Let me preface this by saying I only have a general conceptual understanding of compilers and know nothing about actual implementation.

One common problem with Object-Relational Mapping (ORM) is what data to load and when. There is basically 2 options: 1. Load everything: This certainly works, but is very inefficient, particularly when you have a large number of fields or, even worse, have a derived field that causes a join on one or more tables. If you need all the data this is fine, but most of the time only a small subset is actually used. (lazy loading can mitigate some issues, but introduces other problems) 2. Specify what fields to populate: This can work, but makes more work for the user, adds complexity to user code, and often introduces bugs particularly over time as code changes. Implementation details are leaking into the interface.

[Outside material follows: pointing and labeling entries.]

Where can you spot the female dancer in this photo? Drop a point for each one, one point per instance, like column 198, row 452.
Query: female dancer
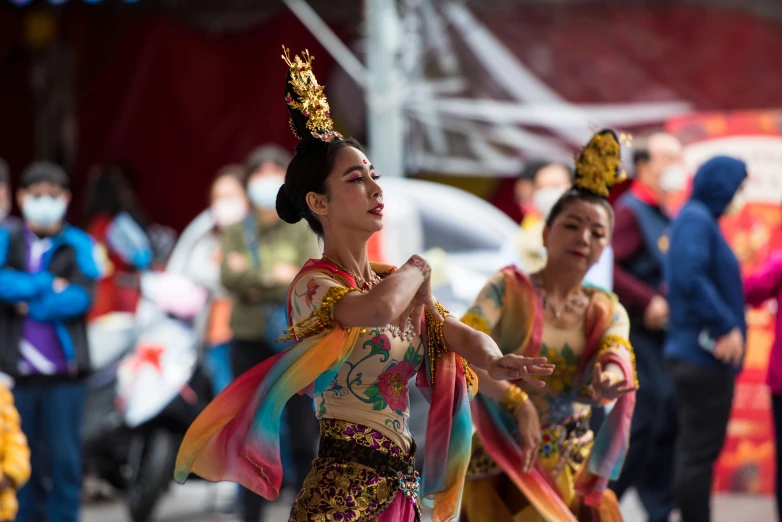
column 360, row 336
column 584, row 332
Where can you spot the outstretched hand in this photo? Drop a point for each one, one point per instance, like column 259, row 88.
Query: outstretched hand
column 511, row 367
column 608, row 386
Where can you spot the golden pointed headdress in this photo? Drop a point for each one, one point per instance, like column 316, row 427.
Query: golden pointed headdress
column 599, row 164
column 307, row 103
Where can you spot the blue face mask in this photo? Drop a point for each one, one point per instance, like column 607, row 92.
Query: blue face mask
column 44, row 211
column 263, row 191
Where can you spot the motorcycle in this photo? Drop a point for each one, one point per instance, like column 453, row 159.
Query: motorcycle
column 142, row 399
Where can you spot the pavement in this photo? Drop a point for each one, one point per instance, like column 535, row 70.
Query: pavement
column 201, row 502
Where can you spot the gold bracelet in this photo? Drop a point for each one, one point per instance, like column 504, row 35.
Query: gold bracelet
column 513, row 399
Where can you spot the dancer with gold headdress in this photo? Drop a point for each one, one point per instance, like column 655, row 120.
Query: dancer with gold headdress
column 362, row 331
column 534, row 456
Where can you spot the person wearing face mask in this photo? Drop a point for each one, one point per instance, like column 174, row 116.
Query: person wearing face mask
column 640, row 244
column 534, row 452
column 48, row 274
column 113, row 216
column 538, row 189
column 261, row 256
column 705, row 345
column 227, row 205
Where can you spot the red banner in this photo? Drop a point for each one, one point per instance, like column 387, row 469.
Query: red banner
column 747, row 460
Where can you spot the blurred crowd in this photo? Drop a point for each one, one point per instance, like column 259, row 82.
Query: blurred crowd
column 676, row 276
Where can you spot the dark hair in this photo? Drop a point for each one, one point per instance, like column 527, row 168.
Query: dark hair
column 44, row 172
column 640, row 154
column 307, row 172
column 576, row 194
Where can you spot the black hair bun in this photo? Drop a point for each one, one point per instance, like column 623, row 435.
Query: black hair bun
column 285, row 208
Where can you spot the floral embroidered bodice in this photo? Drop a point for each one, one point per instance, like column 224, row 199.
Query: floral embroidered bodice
column 371, row 387
column 564, row 347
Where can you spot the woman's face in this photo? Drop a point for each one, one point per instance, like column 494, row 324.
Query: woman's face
column 227, row 187
column 355, row 200
column 578, row 236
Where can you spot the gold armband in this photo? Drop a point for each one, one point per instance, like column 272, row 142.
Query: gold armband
column 319, row 320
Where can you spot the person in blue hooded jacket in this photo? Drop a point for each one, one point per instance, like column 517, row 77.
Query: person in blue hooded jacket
column 705, row 344
column 47, row 273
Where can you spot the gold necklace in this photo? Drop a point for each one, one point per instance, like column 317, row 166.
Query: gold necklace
column 572, row 303
column 360, row 281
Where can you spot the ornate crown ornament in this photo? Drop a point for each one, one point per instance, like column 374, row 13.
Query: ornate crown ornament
column 308, row 97
column 598, row 165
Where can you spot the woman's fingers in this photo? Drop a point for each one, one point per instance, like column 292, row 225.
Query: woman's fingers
column 532, row 381
column 431, row 304
column 415, row 317
column 541, row 369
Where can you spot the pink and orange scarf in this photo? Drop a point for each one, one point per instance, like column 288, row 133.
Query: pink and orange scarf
column 521, row 331
column 237, row 436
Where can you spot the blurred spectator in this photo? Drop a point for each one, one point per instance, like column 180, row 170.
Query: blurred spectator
column 49, row 271
column 705, row 344
column 640, row 243
column 6, row 218
column 228, row 206
column 14, row 452
column 525, row 185
column 261, row 256
column 112, row 216
column 766, row 284
column 537, row 190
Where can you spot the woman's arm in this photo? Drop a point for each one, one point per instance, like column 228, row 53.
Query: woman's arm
column 609, row 379
column 482, row 352
column 388, row 301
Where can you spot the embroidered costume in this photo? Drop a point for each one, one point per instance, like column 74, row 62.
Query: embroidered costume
column 574, row 464
column 358, row 379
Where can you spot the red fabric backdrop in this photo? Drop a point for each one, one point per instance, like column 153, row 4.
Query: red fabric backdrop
column 606, row 52
column 176, row 103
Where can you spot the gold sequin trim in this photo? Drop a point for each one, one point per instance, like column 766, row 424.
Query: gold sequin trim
column 513, row 399
column 598, row 165
column 436, row 346
column 476, row 322
column 320, row 319
column 612, row 342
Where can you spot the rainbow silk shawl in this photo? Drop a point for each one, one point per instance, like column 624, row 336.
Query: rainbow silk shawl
column 520, row 330
column 236, row 438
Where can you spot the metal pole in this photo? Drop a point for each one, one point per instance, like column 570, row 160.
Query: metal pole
column 385, row 123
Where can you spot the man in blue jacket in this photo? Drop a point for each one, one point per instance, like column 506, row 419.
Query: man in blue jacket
column 705, row 344
column 47, row 274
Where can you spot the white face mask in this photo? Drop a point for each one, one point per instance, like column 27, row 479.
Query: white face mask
column 263, row 191
column 228, row 211
column 44, row 211
column 673, row 179
column 736, row 204
column 545, row 199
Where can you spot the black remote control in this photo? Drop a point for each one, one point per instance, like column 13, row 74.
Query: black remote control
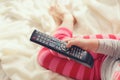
column 59, row 46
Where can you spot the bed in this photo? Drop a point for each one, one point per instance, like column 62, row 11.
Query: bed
column 18, row 18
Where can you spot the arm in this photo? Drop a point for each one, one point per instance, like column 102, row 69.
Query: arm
column 104, row 46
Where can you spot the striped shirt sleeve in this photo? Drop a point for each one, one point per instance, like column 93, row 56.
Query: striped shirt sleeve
column 109, row 47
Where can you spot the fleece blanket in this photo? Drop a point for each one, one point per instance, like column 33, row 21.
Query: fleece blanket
column 18, row 18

Basically, I'm looking for a way to "look ahead" to see what properties on an object are actually referenced (or not referenced) so we know what data needs to be loaded. Simple analysis for things like unused scope variables already exist, but this is needed for properties on each instance of a class (or struct). I guess this would require the compiler to make 2 passes once to trace each object and a second to do something with the data collected. This would potential cost a lot in compilation time so there would probably need to be some sort of annotation on the definition to indicate this type of check is necessary.

I might be crazy, but it seems like the compiler has all the information necessary to figure this out and it would make user code simpler, less error prone, and more efficient. So does anybody have any idea on how to actually achieve this?